Même si elle a baigné dans l’univers californien, la sénatrice s’est fait connaître pour les combats mentionnés par Biden, qui ne touchent pas forcément l’univers de la Silicon Valley. Il n’empêche qu’elle n’a pas été complètement absente des discussions liées à l’activité économique et industrielle la plus importante de son État.
Dès 2012, elle avait pu obtenir des géants de l’époque (Apple, Google, Amazon, Microsoft et… HP et RIM, l’entreprise qui construisait les BlackBerry) un accord pour indiquer les pratiques liées à la vie privée des applications mobiles dans les magasins virtuels.

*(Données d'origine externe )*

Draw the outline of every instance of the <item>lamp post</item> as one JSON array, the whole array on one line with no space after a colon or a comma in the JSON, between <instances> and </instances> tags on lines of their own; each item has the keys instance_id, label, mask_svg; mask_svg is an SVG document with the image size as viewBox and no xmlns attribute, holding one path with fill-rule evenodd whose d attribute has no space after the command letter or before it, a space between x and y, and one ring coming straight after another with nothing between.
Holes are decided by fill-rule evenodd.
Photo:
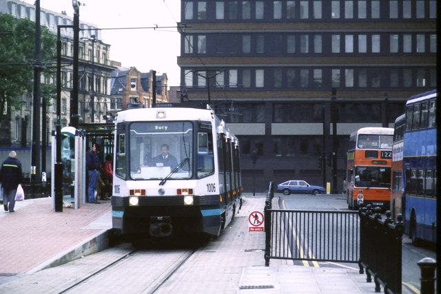
<instances>
[{"instance_id":1,"label":"lamp post","mask_svg":"<svg viewBox=\"0 0 441 294\"><path fill-rule=\"evenodd\" d=\"M83 40L92 41L92 78L90 78L90 123L94 123L95 114L95 41L96 36L90 35L90 38L83 38Z\"/></svg>"},{"instance_id":2,"label":"lamp post","mask_svg":"<svg viewBox=\"0 0 441 294\"><path fill-rule=\"evenodd\" d=\"M72 6L74 8L74 56L73 56L73 76L72 92L70 96L70 123L74 128L78 128L78 51L79 44L79 23L80 23L80 2L72 0Z\"/></svg>"}]
</instances>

Elle avait alors eu une phrase prophétique, alors que Facebook balbutiait et que ni l’affaire Cambridge Analytica, ni le RGPD n’existaient : « Votre vie privée ne doit pas être le prix à payer pour utiliser une application, mais c’est trop souvent le cas », avait-elle annoncé, encore procureure générale.

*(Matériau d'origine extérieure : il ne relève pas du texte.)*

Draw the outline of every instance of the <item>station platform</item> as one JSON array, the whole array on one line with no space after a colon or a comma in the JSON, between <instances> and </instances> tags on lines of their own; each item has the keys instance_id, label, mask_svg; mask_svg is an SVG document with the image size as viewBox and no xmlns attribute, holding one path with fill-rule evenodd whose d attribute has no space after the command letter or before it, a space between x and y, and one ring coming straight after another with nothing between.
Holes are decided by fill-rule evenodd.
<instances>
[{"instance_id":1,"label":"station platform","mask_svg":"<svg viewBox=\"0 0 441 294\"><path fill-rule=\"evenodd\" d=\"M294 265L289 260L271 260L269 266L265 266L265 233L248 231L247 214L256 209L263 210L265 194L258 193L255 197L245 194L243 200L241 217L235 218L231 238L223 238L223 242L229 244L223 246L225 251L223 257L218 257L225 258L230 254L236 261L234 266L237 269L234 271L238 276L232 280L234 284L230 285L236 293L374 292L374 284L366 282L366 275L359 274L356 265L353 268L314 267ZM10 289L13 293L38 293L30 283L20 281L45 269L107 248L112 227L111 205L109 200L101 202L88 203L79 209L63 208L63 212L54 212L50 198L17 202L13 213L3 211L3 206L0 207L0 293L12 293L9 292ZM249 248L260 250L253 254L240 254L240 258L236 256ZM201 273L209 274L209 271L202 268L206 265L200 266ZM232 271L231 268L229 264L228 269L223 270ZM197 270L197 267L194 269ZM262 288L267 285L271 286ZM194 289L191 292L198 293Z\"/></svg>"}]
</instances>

Plus récemment, Harris s’est illustrée avec d’autres sénateurs pour mettre en évidence les biais des intelligences artificielles, sur la couleur de peau ou le genre. Un sujet qui a été confirmé par de nombreuses études et que Harris a cherché à politiser, afin d’imposer un cadre à ces recherches. Toujours sur l’intelligence artificielle, Harris a fait partie d’un groupe de sénateurs demandant à ce que son usage soit régulé au niveau fédéral.
L’oreille des géants
Pour des observateurs de la politique américaine liée aux enjeux de la tech, Kamala Harris est un choix plus judicieux qu’Elizabeth Warren, figure démocrate du démantèlement des géants du web. Au New York Times, qui a fait un portrait en plusieurs vidéos de celle qui était aussi candidate à l’investiture démocrate pour la présidentielle 2020, elle affirme, pragmatique, que le démantèlement n’est pas sa priorité : « Je veux m’assurer que les entreprises de la tech soient régulées pour que les Américains n’aient pas à craindre pour leur vie privée, ajoutant qu’il faut la possibilité de choisir ce que les entreprises font des données personnelles ».

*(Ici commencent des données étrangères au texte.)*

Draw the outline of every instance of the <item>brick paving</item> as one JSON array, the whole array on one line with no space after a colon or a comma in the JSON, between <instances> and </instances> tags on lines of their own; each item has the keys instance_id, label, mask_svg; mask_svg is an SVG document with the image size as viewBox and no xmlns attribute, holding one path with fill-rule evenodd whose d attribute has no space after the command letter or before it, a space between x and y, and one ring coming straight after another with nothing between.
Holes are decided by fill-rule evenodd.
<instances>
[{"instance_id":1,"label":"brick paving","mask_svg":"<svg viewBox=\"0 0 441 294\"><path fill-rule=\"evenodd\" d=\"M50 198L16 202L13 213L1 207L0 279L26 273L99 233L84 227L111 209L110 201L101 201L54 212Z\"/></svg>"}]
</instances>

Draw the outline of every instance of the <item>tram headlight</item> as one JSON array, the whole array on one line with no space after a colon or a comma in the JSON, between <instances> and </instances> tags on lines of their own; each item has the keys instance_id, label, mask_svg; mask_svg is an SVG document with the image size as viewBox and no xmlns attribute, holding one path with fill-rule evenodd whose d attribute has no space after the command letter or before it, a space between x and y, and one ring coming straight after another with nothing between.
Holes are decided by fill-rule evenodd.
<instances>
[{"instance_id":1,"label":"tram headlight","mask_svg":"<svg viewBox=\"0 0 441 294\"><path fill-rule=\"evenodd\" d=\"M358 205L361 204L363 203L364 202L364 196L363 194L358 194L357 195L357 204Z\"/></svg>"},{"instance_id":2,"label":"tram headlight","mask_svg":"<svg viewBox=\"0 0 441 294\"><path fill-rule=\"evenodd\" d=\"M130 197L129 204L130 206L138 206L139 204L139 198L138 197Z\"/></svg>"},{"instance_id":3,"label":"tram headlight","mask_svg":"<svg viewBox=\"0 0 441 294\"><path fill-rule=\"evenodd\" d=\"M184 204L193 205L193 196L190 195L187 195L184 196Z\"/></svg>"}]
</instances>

Dans Recode, on peut lire pourtant que Harris n’a rien de quelqu’un qui ne serait que dans la demi-mesure. Bien au contraire : le fait qu’elle ait gagné la confiance des géants de la tech pourrait lui donner une opportunité historique de créer des lois fortes qu’ils respecteraient. On pense bien entendu aux enquêtes sur l’anti-concurrence qui se jouent actuellement partout dans le monde — un sujet que Harris n’a pas encore développé, mais sur lequel elle pourrait, mieux que quiconque, porter le programme démocrate. En tant que vice-présidente, représentant l’intérêt de toutes les Américaines et tous les Américains, elle aurait plus de liberté qu’en étant sénatrice d’un État porté par ces géants.
Quoi qu’il en soit, Joe Biden et Kamala Harris auront fort à faire avant de s’attaquer aux enjeux des nouvelles technologies. Leur élection, si elle advient, aura lieu dans un climat où l’Amérique est profondément divisée et ne parvient pas à endiguer l’épidémie de coronavirus.